Ja mein Gott! Da müssen sich jetzt die Kinder und die Väter direkt mal bei den armen Müttern entschuldigen, was?

Auch wenn sich das jetzt antiquiert anhört: Es ist NICHT eine Nebenaufgabe der Frau (oder auch des Mannes), sich um die Kinder zu kümmern; es ist die HAUPTaufgabe! Ja, in der Regel eben die Hauptaufgabe der Frau.

Es ist ja kein Problem, dass der Mann die Erziehung übernimmt. Dann muss jedoch die Frau zusehen, dass sie für alle genügend Geld mit nach Hause schleppt. Ach, das kann sie nicht, weil die Welt so furchtbar böse ist? Na dann ...

Der Artikel beschreibt Kinder als völlig unnötige Belastung. Ja wer hat sich denn fürs Kind entschieden? Klar, im Idealfall ist das eine gemeinsame Entscheidung. Wie wir aber auch wissen hat die Frau dabei das entscheidende Wort ... Und nun ist ihr das alles zu viel? Kinder sind anstrengend? Na wer hätte das gedacht ...
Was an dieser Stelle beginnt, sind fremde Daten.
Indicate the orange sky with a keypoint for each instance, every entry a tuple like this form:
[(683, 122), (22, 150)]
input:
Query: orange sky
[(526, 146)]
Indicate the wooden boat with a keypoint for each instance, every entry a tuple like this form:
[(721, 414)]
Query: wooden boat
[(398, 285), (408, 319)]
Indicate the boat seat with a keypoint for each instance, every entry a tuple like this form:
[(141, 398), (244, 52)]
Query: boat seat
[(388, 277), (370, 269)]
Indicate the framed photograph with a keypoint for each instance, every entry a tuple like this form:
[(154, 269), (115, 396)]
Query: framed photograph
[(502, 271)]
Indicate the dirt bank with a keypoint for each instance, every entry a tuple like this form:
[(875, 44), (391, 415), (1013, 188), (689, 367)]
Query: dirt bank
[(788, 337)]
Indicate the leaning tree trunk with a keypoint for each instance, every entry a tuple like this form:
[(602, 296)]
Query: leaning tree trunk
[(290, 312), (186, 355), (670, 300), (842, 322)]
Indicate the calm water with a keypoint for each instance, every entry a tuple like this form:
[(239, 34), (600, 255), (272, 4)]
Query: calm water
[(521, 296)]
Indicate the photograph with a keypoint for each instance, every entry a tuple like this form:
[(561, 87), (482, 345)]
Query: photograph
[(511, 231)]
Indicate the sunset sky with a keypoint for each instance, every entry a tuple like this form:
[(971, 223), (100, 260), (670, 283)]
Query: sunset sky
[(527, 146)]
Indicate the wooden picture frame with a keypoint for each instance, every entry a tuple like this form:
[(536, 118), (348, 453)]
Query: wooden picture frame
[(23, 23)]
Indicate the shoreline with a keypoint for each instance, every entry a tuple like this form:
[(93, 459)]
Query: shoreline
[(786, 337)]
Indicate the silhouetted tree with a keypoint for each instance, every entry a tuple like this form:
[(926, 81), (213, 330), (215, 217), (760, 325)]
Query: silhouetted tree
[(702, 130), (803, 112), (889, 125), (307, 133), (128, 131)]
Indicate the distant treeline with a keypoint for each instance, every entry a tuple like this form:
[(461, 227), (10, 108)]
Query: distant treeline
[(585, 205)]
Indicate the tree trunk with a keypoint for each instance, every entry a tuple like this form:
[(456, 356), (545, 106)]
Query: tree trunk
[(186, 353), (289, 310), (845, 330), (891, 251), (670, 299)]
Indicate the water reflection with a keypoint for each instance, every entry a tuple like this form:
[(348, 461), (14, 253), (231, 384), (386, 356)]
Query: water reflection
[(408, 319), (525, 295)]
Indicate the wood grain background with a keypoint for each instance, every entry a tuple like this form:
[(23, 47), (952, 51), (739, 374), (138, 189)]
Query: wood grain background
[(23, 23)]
Die Gesellschaft, die der Frau immer (nicht ganz zu Unrecht) etwas von Selbstverwirklichung und Karriere erzählt ist auch die, die ihr ein geringeres Gehalt wie dem Mann zubilligt. Man sollte sich als Frau vielleicht auch mal für einen Weg entscheiden:

Entweder mache ich Karriere und beuge mich dem aktuellen Selbstverwirklichungswahn. Oder ich entscheide mich für ein Leben mit Familie und akzeptiere, dass eine große, glückliche Familie eben nicht mit Karriere und Erfolg im Beruf vereinbar ist.

Das ist das Leben, man kann nicht alles haben. Alles hat einen Preis.

[NACHTRAG]
Achso, und dann als "Karrierefrau" im übrigen auch noch rumnölen, dass es keine Kinder mehr gibt, die einem später mal die Rente finanzieren ... ach ne, was ist diese Doppelmoral schön, was?

[ nachträglich editiert von NilsGH ]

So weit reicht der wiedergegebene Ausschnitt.